Last week, Green Bay Packers president Mark Murphy wrote on the team website that the club's current rift with MVP quarterback Aaron Rodgers has "divided" the fan base. Murphy went on to write that the less both sides say publicly, the better, despite his quip coming in a mailbag in response to a fan question the executive was under no obligation to answer.
Fast forward to present times, and Murphy has once again stepped in it. During an event at Lambeau Field, Murphy fired yet another shot across Rodgers' bow in a very public forum.
"I'm often reminded though... of Ted Thompson, as most of you know, just a great general manager, passed away (earlier this year)," Murphy said on Thursday via NBC26. "(Thompson) often talked about Aaron, that he's a... and it wasn't just Aaron, a lot of different players. He would say 'He's a complicated fella.'"

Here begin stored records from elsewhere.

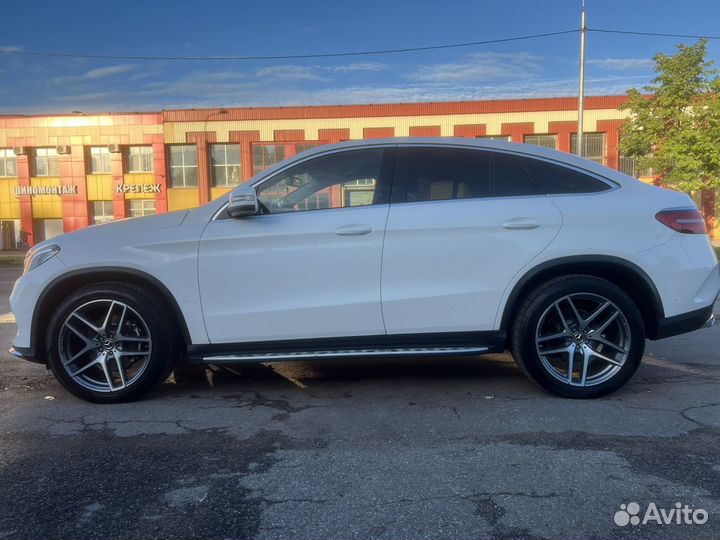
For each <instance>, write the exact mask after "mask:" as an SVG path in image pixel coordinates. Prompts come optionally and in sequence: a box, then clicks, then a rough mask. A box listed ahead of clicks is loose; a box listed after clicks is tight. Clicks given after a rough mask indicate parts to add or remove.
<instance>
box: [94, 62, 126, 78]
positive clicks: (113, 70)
mask: <svg viewBox="0 0 720 540" xmlns="http://www.w3.org/2000/svg"><path fill="white" fill-rule="evenodd" d="M134 67H135V66H133V65H132V64H119V65H117V66H106V67H102V68H95V69H91V70H90V71H88V72H86V73H85V74H84V75H83V77H84V78H86V79H102V78H103V77H109V76H111V75H117V74H119V73H125V72H126V71H130V70H131V69H133V68H134Z"/></svg>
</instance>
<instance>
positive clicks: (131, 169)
mask: <svg viewBox="0 0 720 540" xmlns="http://www.w3.org/2000/svg"><path fill="white" fill-rule="evenodd" d="M152 161H153V152H152V146H128V148H127V150H126V152H125V171H126V172H129V173H133V172H153V167H152Z"/></svg>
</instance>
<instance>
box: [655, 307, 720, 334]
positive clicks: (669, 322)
mask: <svg viewBox="0 0 720 540" xmlns="http://www.w3.org/2000/svg"><path fill="white" fill-rule="evenodd" d="M714 306H715V302H713V303H712V304H710V305H709V306H706V307H704V308H701V309H696V310H695V311H690V312H688V313H681V314H680V315H674V316H673V317H666V318H664V319H660V320H659V321H658V325H657V332H655V335H654V336H650V339H663V338H666V337H671V336H677V335H679V334H686V333H687V332H692V331H693V330H698V329H700V328H706V327H708V326H712V325H713V324H714V323H715V317H714V315H713V307H714Z"/></svg>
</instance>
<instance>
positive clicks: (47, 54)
mask: <svg viewBox="0 0 720 540" xmlns="http://www.w3.org/2000/svg"><path fill="white" fill-rule="evenodd" d="M579 31H580V29H573V30H562V31H560V32H546V33H543V34H530V35H525V36H514V37H508V38H500V39H489V40H485V41H469V42H466V43H451V44H449V45H432V46H427V47H405V48H402V49H379V50H373V51H353V52H335V53H318V54H285V55H277V56H273V55H262V56H128V55H113V54H83V53H63V52H44V51H23V50H5V51H0V52H1V54H5V55H15V56H49V57H55V58H58V57H59V58H90V59H96V60H178V61H228V60H230V61H251V60H297V59H302V58H335V57H346V56H371V55H381V54H396V53H407V52H418V51H434V50H440V49H455V48H460V47H474V46H477V45H491V44H493V43H507V42H510V41H522V40H527V39H537V38H543V37H550V36H560V35H563V34H572V33H575V32H579Z"/></svg>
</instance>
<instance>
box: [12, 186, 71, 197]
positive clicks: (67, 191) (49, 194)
mask: <svg viewBox="0 0 720 540" xmlns="http://www.w3.org/2000/svg"><path fill="white" fill-rule="evenodd" d="M15 195H30V196H33V197H34V196H36V195H77V186H75V185H70V186H15Z"/></svg>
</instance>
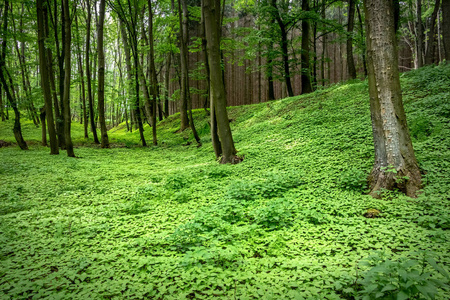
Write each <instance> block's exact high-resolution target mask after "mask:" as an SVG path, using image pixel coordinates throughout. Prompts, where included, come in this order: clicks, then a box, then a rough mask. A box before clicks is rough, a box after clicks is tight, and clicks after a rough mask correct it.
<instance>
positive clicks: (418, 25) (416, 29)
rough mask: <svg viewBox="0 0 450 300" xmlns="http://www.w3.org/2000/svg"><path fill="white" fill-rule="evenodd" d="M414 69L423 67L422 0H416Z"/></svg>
mask: <svg viewBox="0 0 450 300" xmlns="http://www.w3.org/2000/svg"><path fill="white" fill-rule="evenodd" d="M415 25H416V40H415V41H416V61H417V63H416V68H421V67H423V63H424V62H423V53H424V51H423V39H424V37H423V24H422V0H416V23H415Z"/></svg>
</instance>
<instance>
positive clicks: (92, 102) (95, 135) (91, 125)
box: [85, 0, 100, 144]
mask: <svg viewBox="0 0 450 300" xmlns="http://www.w3.org/2000/svg"><path fill="white" fill-rule="evenodd" d="M86 7H87V20H86V53H85V55H86V81H87V88H88V90H87V93H88V102H89V121H90V124H91V131H92V136H93V137H94V143H96V144H100V141H99V140H98V136H97V128H96V124H95V113H94V97H93V95H92V82H91V78H92V77H91V63H90V51H91V1H90V0H86Z"/></svg>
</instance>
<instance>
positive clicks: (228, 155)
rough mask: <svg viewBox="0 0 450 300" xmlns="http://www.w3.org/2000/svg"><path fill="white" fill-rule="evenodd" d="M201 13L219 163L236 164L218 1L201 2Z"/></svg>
mask: <svg viewBox="0 0 450 300" xmlns="http://www.w3.org/2000/svg"><path fill="white" fill-rule="evenodd" d="M202 11H203V14H204V18H205V31H206V32H205V33H206V40H207V48H208V60H209V68H210V75H211V99H212V103H211V107H213V106H214V109H215V112H214V114H211V115H215V116H216V117H217V127H218V132H219V138H220V142H221V145H222V160H221V163H237V162H239V159H236V149H235V147H234V142H233V137H232V134H231V128H230V124H229V120H228V114H227V108H226V98H225V86H224V84H223V77H222V67H221V62H222V61H221V56H220V35H221V34H220V32H221V22H220V21H221V19H222V18H221V9H220V0H203V1H202ZM212 124H213V123H212Z"/></svg>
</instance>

"So, I'll just say that," Murphy said.
Perhaps it's just another log on a blaze that has jumped the highway, fully combusting into a raging wildfire, but the wisdom of Murphy's latest remark on the Rodgers front seems unwise. Rodgers' last comment on the issue publicly came in the final week of May in a funny sit-down with ESPN's Kenny Mayne on the veteran journalist's final 'Mayne Event' on SportsCenter.
“With my situation, look, it’s never been about the draft pick, picking Jordan [Love],” Rodgers said in regards to Green Bay's decision to invest a first-rounder in a QB amid the team's still-open championship window. “It’s just kind of about a philosophy and maybe forgetting that it is about the people that make the thing go. It’s about character, it’s about culture, it’s about doing things the right way.”
Rodgers is yet to show up to Packers OTAs. Meanwhile, Jordan Love has generated his own headlines with superb play in OTAs, leading to the purported notion that Green Bay is perfectly content to start the second-year QB in 2021 if Rodgers doesn't come back to the table.
The Packers have reportedly made a sizable contractual offer to Rodgers, which the nine-time Pro Bowler has yet to accept. Considering that distinction, and the three-time MVP's remarks to Mayne, it genuinely doesn't feel like money is the root issue here.
Because money isn't the rub, a fat contract, regardless of how big it is, likely won't bridge the gap between Rodgers and the Packers. With the month of June nearly half over, any NFL suitors — like perhaps the Denver Broncos — are running out of time to make a trade move for him.
If Rodgers' hold-out continues beyond June and well into July, potential trade suitors won't have the plausible time to get him, the offensive coordinator, and the supporting cast, on the same page in time for the season opener. If July rolls around and the situation hasn't budged, it would point to Rodgers holding true to his threat of sitting out the 2021 campaign if the Packers aren't willing to trade him.
Meanwhile, Murphy continuing to blab about Rodgers any time a keyboard or microphone gets put in front of him is bad business for a Packers team that purports to want to mend fences with its future Hall-of-Fame quarterback.